In summary, through combining the AIMD simulation, slow-growth sampling approach and in situ SEIRAS technology, the long-awaited origin of the dramatic ORR activity gap on M-N-C electrocatalysts between alkaline and acid medias has been explicitly and innovatively unveiled by taking the representative FeCo-N6-C DAC as a model system. It is found that at the corresponding alkaline and acid ORR potentials, the surface charge states of FeCo-N6-C electrode are quite different, thereby leading to the great distinction in the interfacial double-layer microenvironment, eventually rendering the pH-dependent ORR performance. Specifically, the FeCo-N6-C electrode surface in alkaline media is almost uncharged, which results in the disorder arrangement of interfacial water around metal reactive moiety and thereby the natural formation of abundant hydrogen bonds between the O atoms of surface oxygenated intermediates and the H atoms of interfacial water molecules; while in acid media, the FeCo-N6-C electrode is much more positively charged so that the interfacial water are orientated orderly in the O-down configuration and cannot form the hydrogen bonds with reaction intermediates. Due to the indispensable role of interfacial water as proton donors to provide hydrogen atoms to the ORR reaction intermediates in both alkaline and acid medias, the orderly orientated water molecules in O-down configuration and the resultant deficiency of hydrogen bonds at acid interface severely raise the kinetic barriers of PCET steps in ORR and then brings about the sluggish electrocatalytic activity. In addition, it is worth highlighting that the dramatic activity gap between alkaline and acid ORR cannot be explained from the perspective of energetics of multistep reaction pathways. Our study not only displays the fundamental importance of interfacial double-layer microenvironment in dominating the electrocatalytic reaction mechanism and kinetics, but also opens unique avenues for the design of high-efficiency M-N-C catalysts from the perspective of full optimization of the reaction environment.
Methods
Computations and models
All AIMD simulations were performed with the periodic density functional theory (DFT) program Vienna Ab initio Simulation Package44. The exchange-correlation energy was described by Perdew-Burke-Ernzerhof functional within general gradient approximation45, and the electronic cores were treated by the projector augmented wave method46. The wave functions were expanded with a cutoff energy of 400 eV and the Gaussian smearing with a width of 0.1 eV was employed. To correct the van der Waals interaction, the zero damping DFT-D3 dispersion correction scheme of Grimme was applied47. No spin polarization is considered to reduce the computational cost because it has almost no impact on the overall energies48,49,50. A time step of 1 fs and only the gamma point of Brillouin zone with no consideration of symmetry are used for all AIMD simulations, and in which, the canonical ensemble condition (NVT) is imposed by a Nose-Hoover thermostat with a target temperature of 298 K during all simulations.

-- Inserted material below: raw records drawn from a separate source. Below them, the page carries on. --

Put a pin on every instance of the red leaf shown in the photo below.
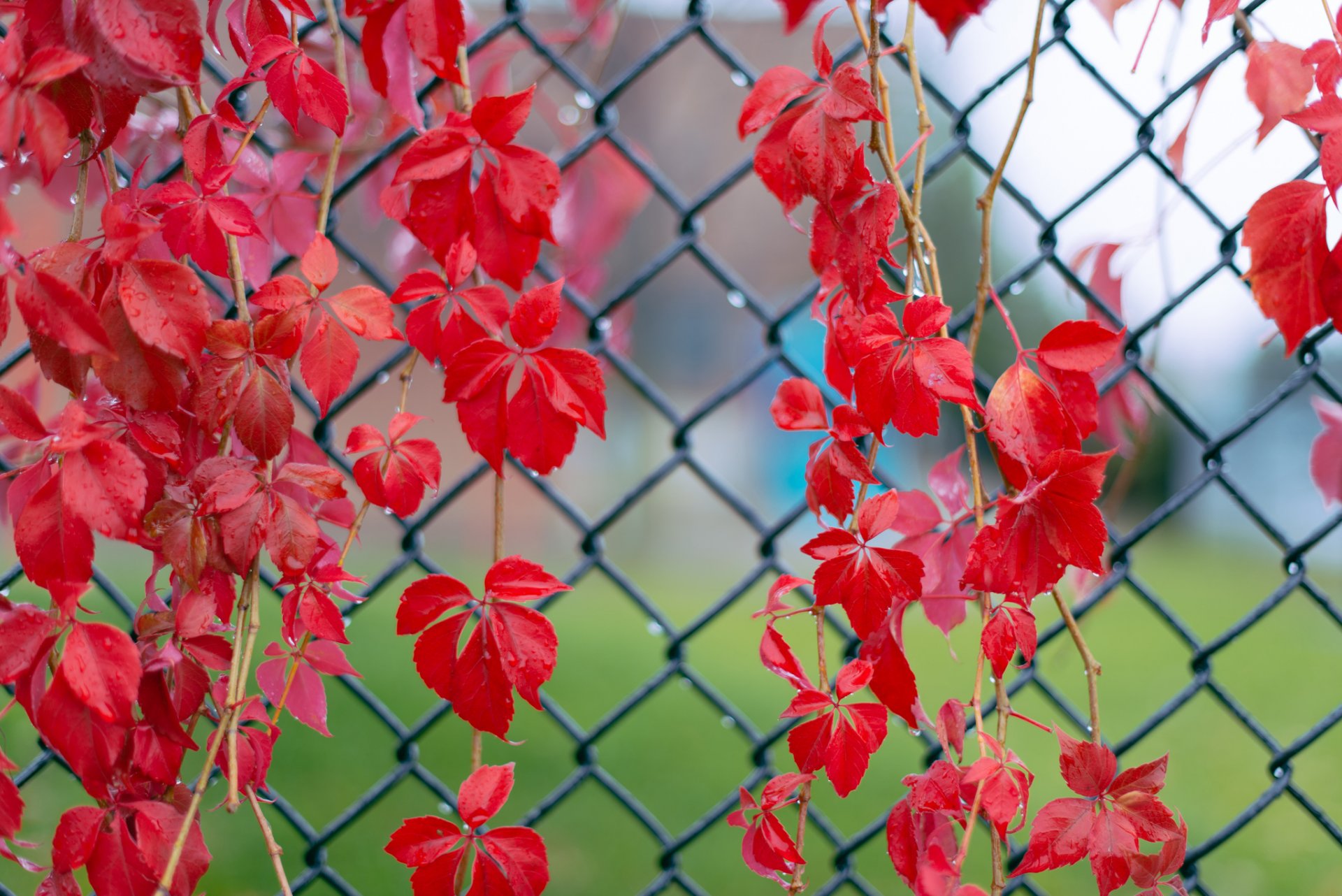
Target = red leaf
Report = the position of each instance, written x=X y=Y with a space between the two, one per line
x=951 y=15
x=1088 y=767
x=1006 y=630
x=1285 y=233
x=102 y=667
x=1216 y=11
x=87 y=744
x=265 y=414
x=1053 y=523
x=1059 y=836
x=103 y=484
x=117 y=867
x=1027 y=420
x=319 y=263
x=141 y=46
x=866 y=580
x=1326 y=451
x=55 y=309
x=770 y=96
x=512 y=646
x=306 y=699
x=166 y=306
x=52 y=545
x=1079 y=345
x=1276 y=81
x=23 y=630
x=436 y=31
x=484 y=793
x=328 y=361
x=777 y=656
x=893 y=679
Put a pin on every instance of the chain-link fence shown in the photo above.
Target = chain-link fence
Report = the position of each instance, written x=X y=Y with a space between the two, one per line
x=396 y=749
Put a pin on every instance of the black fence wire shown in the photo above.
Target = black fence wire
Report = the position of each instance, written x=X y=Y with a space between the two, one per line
x=319 y=862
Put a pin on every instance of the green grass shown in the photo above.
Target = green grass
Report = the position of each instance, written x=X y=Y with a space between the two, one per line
x=678 y=756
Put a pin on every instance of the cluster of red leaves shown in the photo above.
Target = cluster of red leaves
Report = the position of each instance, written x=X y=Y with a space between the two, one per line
x=179 y=438
x=1110 y=817
x=512 y=646
x=1297 y=278
x=450 y=860
x=891 y=363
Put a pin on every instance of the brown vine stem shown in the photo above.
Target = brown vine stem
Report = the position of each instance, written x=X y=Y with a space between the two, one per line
x=273 y=848
x=324 y=207
x=1333 y=23
x=81 y=189
x=1092 y=667
x=250 y=607
x=986 y=200
x=194 y=808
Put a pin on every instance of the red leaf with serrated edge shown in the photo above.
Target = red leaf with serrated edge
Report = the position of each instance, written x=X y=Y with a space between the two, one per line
x=893 y=679
x=770 y=96
x=1276 y=81
x=902 y=380
x=767 y=846
x=1079 y=345
x=103 y=484
x=89 y=745
x=951 y=15
x=117 y=867
x=1006 y=630
x=328 y=361
x=265 y=414
x=914 y=839
x=1059 y=836
x=484 y=793
x=396 y=475
x=798 y=404
x=865 y=580
x=140 y=46
x=1326 y=451
x=75 y=836
x=558 y=391
x=843 y=737
x=436 y=31
x=166 y=306
x=306 y=699
x=1025 y=417
x=23 y=630
x=1107 y=823
x=1088 y=767
x=58 y=310
x=19 y=417
x=319 y=263
x=1053 y=523
x=779 y=658
x=1285 y=233
x=507 y=862
x=102 y=667
x=512 y=646
x=52 y=544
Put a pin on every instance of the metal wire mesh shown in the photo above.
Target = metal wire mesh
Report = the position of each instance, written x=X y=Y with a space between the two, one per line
x=669 y=874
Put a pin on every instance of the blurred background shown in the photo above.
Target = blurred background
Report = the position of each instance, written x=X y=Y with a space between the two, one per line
x=695 y=289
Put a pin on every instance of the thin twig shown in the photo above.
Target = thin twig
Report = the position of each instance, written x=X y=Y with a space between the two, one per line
x=1092 y=667
x=273 y=849
x=192 y=808
x=324 y=204
x=986 y=200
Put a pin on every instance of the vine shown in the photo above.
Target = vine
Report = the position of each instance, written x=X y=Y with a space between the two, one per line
x=179 y=432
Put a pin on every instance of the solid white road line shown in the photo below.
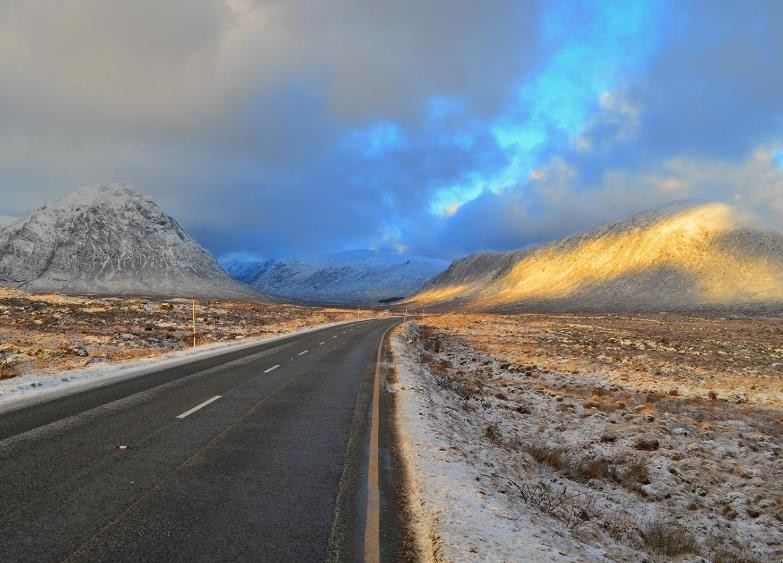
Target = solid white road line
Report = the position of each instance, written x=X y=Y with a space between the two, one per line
x=372 y=526
x=201 y=406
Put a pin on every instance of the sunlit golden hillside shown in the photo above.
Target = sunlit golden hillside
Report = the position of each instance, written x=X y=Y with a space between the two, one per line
x=680 y=256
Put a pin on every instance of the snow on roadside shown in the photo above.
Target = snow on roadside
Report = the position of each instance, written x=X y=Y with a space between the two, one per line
x=37 y=387
x=458 y=517
x=513 y=461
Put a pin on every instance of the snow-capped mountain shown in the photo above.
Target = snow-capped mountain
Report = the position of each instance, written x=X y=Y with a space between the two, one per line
x=681 y=256
x=109 y=240
x=343 y=278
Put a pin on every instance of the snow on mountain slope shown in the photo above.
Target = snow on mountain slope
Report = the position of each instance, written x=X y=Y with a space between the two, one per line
x=109 y=240
x=350 y=278
x=677 y=257
x=7 y=221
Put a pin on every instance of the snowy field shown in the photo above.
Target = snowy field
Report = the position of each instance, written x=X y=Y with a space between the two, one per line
x=523 y=445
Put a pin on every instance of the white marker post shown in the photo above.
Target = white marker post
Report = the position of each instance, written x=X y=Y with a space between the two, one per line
x=194 y=322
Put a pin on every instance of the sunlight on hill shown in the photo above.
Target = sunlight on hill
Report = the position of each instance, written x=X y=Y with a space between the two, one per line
x=691 y=243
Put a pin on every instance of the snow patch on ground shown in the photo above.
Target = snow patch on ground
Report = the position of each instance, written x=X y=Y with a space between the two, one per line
x=458 y=515
x=512 y=461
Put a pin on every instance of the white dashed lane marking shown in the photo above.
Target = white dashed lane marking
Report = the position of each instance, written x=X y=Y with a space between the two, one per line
x=199 y=406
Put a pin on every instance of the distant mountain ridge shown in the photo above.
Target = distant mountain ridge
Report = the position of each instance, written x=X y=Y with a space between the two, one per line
x=109 y=240
x=356 y=277
x=681 y=256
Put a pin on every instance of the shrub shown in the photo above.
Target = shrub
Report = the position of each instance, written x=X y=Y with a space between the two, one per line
x=668 y=538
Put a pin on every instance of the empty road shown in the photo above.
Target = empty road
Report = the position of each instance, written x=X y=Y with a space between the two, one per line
x=262 y=454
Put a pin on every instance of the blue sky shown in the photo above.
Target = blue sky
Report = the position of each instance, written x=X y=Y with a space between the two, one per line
x=437 y=128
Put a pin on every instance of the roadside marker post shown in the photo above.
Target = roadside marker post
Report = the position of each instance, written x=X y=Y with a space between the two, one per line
x=194 y=322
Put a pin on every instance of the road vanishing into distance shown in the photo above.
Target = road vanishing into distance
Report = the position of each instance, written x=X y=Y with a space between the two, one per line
x=260 y=454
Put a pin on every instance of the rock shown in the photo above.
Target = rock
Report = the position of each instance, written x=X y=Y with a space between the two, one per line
x=647 y=444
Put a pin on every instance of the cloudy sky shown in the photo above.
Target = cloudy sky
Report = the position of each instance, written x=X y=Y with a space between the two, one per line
x=435 y=127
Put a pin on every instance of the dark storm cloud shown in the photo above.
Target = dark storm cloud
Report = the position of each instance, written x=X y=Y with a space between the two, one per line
x=277 y=128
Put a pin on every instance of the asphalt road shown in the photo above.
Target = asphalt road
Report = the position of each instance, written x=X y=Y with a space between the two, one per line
x=253 y=455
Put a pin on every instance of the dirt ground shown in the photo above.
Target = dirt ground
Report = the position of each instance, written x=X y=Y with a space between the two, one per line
x=51 y=333
x=645 y=436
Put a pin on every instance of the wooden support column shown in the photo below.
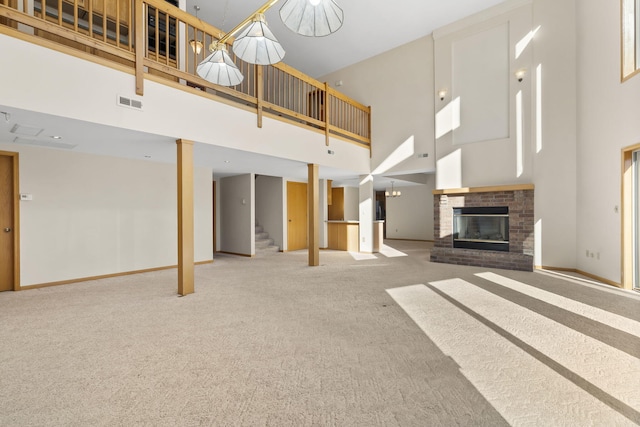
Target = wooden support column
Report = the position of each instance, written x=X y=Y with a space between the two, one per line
x=139 y=46
x=313 y=194
x=185 y=217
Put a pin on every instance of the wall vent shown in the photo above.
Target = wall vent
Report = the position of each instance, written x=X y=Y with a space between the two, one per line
x=40 y=143
x=123 y=101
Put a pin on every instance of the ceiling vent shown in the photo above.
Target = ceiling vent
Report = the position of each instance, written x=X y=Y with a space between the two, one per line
x=48 y=144
x=25 y=130
x=123 y=101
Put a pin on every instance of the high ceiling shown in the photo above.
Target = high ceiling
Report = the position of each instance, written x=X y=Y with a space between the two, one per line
x=370 y=27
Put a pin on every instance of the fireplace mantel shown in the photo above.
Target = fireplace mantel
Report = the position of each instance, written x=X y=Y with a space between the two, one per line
x=517 y=198
x=492 y=189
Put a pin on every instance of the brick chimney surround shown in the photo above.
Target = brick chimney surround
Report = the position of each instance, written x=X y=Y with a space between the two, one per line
x=518 y=198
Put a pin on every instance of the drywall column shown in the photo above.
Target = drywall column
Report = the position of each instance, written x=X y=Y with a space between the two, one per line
x=185 y=217
x=314 y=211
x=366 y=213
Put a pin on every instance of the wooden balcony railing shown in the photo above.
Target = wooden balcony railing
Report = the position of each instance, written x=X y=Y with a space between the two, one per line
x=112 y=30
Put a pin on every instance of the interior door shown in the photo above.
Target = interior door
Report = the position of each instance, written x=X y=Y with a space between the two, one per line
x=297 y=215
x=7 y=242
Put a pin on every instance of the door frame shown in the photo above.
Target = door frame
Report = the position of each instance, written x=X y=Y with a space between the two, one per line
x=626 y=279
x=15 y=160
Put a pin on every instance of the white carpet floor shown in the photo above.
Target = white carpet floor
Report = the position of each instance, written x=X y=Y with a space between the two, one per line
x=383 y=340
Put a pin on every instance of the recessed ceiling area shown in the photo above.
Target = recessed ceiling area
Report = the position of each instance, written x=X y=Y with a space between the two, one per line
x=370 y=27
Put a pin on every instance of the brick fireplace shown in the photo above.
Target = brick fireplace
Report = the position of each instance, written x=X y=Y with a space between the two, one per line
x=517 y=200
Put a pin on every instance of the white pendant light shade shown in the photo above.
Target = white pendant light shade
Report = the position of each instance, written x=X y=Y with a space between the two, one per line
x=257 y=44
x=313 y=18
x=218 y=68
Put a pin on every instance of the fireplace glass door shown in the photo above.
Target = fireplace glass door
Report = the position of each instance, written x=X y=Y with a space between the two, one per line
x=485 y=228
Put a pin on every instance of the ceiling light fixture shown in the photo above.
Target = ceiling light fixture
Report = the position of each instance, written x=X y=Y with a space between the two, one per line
x=393 y=192
x=312 y=18
x=258 y=45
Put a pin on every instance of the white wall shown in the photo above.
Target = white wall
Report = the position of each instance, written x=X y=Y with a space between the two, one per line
x=271 y=207
x=62 y=91
x=96 y=215
x=398 y=85
x=351 y=204
x=607 y=122
x=410 y=216
x=555 y=132
x=237 y=215
x=480 y=152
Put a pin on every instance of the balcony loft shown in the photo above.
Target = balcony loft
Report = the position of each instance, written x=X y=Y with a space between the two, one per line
x=109 y=31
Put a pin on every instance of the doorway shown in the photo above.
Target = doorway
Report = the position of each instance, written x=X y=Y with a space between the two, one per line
x=297 y=216
x=635 y=223
x=630 y=217
x=9 y=242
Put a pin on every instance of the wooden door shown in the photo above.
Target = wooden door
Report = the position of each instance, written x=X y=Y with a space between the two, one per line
x=297 y=215
x=7 y=223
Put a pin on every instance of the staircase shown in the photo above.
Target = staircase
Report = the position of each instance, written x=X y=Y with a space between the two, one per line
x=264 y=244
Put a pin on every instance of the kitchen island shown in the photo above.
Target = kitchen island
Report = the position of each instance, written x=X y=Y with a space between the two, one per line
x=345 y=235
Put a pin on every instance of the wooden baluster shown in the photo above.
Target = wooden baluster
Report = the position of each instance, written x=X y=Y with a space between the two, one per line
x=90 y=8
x=157 y=35
x=139 y=46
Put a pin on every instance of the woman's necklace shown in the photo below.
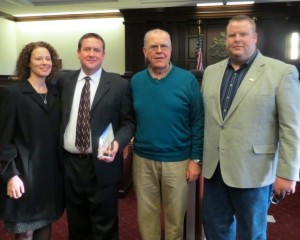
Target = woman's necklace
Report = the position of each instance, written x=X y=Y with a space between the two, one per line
x=44 y=97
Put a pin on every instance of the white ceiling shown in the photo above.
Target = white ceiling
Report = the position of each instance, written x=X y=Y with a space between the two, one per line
x=20 y=7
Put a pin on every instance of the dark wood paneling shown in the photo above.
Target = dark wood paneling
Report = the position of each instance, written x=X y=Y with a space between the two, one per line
x=274 y=22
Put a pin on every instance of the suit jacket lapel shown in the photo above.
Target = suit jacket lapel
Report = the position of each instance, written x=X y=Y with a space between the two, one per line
x=248 y=82
x=70 y=89
x=103 y=87
x=219 y=77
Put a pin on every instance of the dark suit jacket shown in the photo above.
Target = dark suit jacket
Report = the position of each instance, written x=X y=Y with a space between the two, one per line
x=29 y=141
x=112 y=104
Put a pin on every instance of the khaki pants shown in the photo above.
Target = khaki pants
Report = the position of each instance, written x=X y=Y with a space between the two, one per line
x=160 y=185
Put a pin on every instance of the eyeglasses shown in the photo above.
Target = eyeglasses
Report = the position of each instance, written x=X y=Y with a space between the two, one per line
x=162 y=47
x=276 y=198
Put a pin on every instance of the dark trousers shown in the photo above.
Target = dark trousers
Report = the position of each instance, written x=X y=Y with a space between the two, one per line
x=92 y=211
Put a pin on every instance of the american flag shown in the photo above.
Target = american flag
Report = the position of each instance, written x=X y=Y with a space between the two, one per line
x=199 y=53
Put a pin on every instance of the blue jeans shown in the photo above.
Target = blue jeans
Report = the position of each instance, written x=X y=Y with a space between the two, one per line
x=234 y=213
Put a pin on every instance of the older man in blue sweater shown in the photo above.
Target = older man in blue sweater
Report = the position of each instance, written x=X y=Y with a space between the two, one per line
x=168 y=140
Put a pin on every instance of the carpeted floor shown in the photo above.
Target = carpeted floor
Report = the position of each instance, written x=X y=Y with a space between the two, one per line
x=286 y=215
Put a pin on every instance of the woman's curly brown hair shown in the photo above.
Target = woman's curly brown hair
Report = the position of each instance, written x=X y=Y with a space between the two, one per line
x=22 y=65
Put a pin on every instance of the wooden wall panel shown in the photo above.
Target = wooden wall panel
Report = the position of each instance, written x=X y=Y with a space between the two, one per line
x=274 y=22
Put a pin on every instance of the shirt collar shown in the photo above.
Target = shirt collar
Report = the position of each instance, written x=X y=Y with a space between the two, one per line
x=249 y=62
x=94 y=77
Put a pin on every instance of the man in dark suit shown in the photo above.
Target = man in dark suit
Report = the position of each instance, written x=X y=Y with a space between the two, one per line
x=91 y=182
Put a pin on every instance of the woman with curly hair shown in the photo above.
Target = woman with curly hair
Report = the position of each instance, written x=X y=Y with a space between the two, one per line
x=31 y=180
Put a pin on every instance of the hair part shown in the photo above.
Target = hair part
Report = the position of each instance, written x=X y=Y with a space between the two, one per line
x=91 y=35
x=22 y=66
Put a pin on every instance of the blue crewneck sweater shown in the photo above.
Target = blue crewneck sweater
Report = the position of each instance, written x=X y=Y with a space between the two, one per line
x=169 y=115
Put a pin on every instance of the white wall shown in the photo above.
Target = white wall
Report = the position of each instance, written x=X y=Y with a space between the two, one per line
x=63 y=35
x=8 y=47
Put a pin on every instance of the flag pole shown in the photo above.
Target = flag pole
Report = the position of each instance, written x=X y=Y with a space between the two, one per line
x=199 y=64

The FeCo-N6-C/water interface is modeled by adding 67 water molecules above a FeCo-N6-C catalyst slab with a SD of ~9.2 × 1020 site/g, which is constructed from orthogonal (3\(\sqrt{3}\)×4) unit cells of graphene (Supplementary Fig. 1). The surface area is ~1.27 nm2 and the simulation box is ~4.2 nm along the z axis, in which the thickness of the water film and the vacuum layer are ~1.6 nm and ~2.4 nm, respectively. It is noted that the SD in such model is much higher than that of the experimentally synthesized FeCo-N6-C sample (~1.1 × 1020 site/g)20, because the computational cost of AIMD simulation will be daunting if the SD in model is set to similar to experimental value. In this regard, the machine-learning potential based molecular dynamics simulations would play an important role in modeling the M-N-C material in real electrocatalytic conditions, although it is still fairly challenging currently51,52. For each AIMD simulation, an initial 5–10 ps of MD trajectory is used to adequately equilibrate the system, then followed by a production period of 10 ps. Snapshots of one in every 0.5 ps over the final 10 ps AIMD trajectory are collected to calculate the mathematically averaged work function (Φ) of the system, while the species concentration distribution profiles, water orientation profiles, radical distribution functions and bond length of adsorbed O2 are statistically analyzed from the whole 10 ps AIMD production process. Inside, the work function (Φ) of a system is calculated as the difference between vacuum level (Evac) and fermi level (EF), and Evac is extracted from the planar-averaged electrostatic potential profile, with 10−5 e/Å3 being chosen as the cutoff value of the electron density16,53. Then, electrode potential versus reversible hydrogen electrode (URHE) can be calculated by the formula URHE = (Φ – ΦSHE)/e + 0.059 × pH, where ΦSHE is the work function of the standard hydrogen electrode and the value of 4.60 V is used for M-N-C systems in this work15,54,55; e is the electron charge; pHs are set to 1 for acid system and 13 for alkaline system, according to the used experimental electrolytes (0.1 M HClO4 and 0.1 M KOH)23. The VDOS of interfacial water molecules was calculated by the Fourier transformation of the velocity auto-correlation functions in the AIMD trajectories.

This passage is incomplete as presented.